There are two different kinds of internal requests:
- Internal redirects: Nginx redirects the client requests internally. The URI is changed, and the request may therefore match another location block and become eligible for different settings. The most common case of internal redirects is when using the Rewrite directive, which allows you to rewrite the request URI.
- Sub-requests: Additional requests that are triggered internally to generate content that is complementary to the main request. A simple example would be with the Addition module. The add_after_body directive allows you to specify a URI that will be processed after the original one, the resulting content being appended to the body of the original request. The SSI module also makes use of sub-requests to insert content with the include command.
error_page
Detailed in the module directives of the Nginx HTTP Core module, error_page allows you to define the server behavior when a specific error code occurs. The simplest form is to affect a URI to an error code:
server {
server_name website.com;
error_page 403 /errors/forbidden.html;
error_page 404 /errors/not_found.html;
}
When a client attempts to access a URI that triggers one of these errors, Nginx is supposed to serve the page corresponding to the error code. In fact, it does not just send the client the error page — it actually initiates a completely new request based on the new URI.
Consequently, you can end up falling back on a different configuration, like in the following example:
server {
server_name website.com;
root /var/www/vhosts/website.com/httpdocs/;
error_page 404 /errors/404.html;
location /errors/ {
alias /var/www/common/errors/;
internal;
}
}
When a client attempts to load a document that does not exist, they will initially receive a 404 error. We employed the error_page directive to specify that 404 errors should create an internal redirect to /errors/404.html. As a result, a new request is generated by Nginx with the URI /errors/404.html. This URI falls under the location /errors/ block so the configuration applies.
Logs can prove to be particularly useful when working with redirects and URL rewrites. Be aware that information on internal redirects will show up in the logs only if you set the error_log directive to debug. You can also get it to show up at the notice level, under the condition that you specify rewrite_log on; wherever you need it.
A raw, but trimmed, excerpt from the debug log summarizes the mechanism:
->http request line: "GET /page.html HTTP/1.1"
->http uri: "/page.html"
->test location: "/errors/"
->using configuration ""
->http filename: "/var/www/vhosts/website.com/httpdocs/page.html"
-> open() "/var/www/vhosts/website.com/httpdocs/page.html" failed (2: No such file or directory), client: 127.0.0.1, server: website.com, request: "GET /page.html HTTP/1.1", host:"website.com"
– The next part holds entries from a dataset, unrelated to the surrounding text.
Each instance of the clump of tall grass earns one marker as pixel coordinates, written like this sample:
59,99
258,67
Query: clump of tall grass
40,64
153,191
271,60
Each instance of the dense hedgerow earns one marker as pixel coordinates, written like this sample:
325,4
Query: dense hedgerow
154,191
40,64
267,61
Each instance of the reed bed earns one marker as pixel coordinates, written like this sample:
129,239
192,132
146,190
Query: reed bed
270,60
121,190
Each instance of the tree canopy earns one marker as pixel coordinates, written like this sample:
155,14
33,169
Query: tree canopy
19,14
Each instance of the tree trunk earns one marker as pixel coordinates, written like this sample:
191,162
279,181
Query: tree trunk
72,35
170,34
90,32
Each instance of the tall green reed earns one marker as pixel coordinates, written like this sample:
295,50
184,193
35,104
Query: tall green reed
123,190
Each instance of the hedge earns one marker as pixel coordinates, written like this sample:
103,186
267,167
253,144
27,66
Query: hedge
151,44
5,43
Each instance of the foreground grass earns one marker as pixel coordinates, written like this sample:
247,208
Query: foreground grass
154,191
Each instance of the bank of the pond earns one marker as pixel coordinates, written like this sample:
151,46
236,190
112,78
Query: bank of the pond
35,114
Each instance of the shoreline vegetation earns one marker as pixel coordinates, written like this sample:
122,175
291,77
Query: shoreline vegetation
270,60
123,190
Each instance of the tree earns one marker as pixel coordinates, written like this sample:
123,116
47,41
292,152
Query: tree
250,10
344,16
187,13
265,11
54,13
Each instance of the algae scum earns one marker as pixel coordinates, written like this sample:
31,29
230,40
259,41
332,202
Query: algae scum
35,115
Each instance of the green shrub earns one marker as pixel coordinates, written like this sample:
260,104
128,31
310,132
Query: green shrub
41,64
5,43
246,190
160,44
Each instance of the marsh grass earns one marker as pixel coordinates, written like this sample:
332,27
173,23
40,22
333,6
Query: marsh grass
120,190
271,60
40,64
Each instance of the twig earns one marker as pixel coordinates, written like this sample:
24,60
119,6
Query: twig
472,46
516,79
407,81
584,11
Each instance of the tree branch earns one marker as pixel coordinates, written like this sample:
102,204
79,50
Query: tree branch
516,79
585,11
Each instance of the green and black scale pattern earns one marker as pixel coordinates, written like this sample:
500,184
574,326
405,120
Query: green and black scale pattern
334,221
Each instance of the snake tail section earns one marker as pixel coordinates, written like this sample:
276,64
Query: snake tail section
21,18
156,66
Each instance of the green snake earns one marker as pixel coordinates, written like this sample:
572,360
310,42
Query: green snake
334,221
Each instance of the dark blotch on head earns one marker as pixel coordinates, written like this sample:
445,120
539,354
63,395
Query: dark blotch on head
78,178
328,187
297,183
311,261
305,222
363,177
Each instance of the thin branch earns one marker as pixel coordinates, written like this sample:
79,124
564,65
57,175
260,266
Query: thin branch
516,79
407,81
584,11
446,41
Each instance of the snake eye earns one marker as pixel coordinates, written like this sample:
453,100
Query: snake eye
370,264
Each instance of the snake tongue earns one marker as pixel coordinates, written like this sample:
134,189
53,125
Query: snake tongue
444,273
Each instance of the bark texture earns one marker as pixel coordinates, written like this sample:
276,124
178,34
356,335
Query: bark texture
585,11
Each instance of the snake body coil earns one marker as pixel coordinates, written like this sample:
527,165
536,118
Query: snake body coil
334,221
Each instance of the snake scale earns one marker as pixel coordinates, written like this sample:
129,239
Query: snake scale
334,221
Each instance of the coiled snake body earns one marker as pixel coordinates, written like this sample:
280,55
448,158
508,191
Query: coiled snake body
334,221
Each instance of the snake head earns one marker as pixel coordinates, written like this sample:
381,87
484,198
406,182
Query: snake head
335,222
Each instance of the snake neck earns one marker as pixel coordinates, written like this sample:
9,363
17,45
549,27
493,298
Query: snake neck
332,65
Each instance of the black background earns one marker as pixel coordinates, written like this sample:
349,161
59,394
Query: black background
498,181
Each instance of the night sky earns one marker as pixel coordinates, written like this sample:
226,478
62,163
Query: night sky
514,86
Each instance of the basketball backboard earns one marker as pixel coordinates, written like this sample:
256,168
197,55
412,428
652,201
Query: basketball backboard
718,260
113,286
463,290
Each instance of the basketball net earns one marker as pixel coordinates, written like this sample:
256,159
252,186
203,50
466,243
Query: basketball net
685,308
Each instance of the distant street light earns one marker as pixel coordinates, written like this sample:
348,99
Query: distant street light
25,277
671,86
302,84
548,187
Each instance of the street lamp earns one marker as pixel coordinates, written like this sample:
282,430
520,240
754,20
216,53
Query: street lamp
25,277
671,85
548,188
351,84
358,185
->http finalize request: 404, "/page.html?" 1
->http special response: 404, "/page.html?"
->internal redirect: "/errors/404.html?"
->test location: "/errors/"
->using configuration "/errors/"
->http filename: "/var/www/common/errors/404.html"
->http finalize request: 0, "/errors/404.html?" 1
Note that the use of the internal directive in the location block forbids clients from accessing the /errors/ directory. This location can only be accessed from an internal redirect.
The mechanism is the same for the index directive — if no file path is provided in the client request, Nginx will attempt to serve the specified index page by triggering an internal redirect.
Rewrite
While the previous directive error_page is not actually part of the Rewrite module, detailing its functionality provides a solid introduction to the way Nginx handles requests.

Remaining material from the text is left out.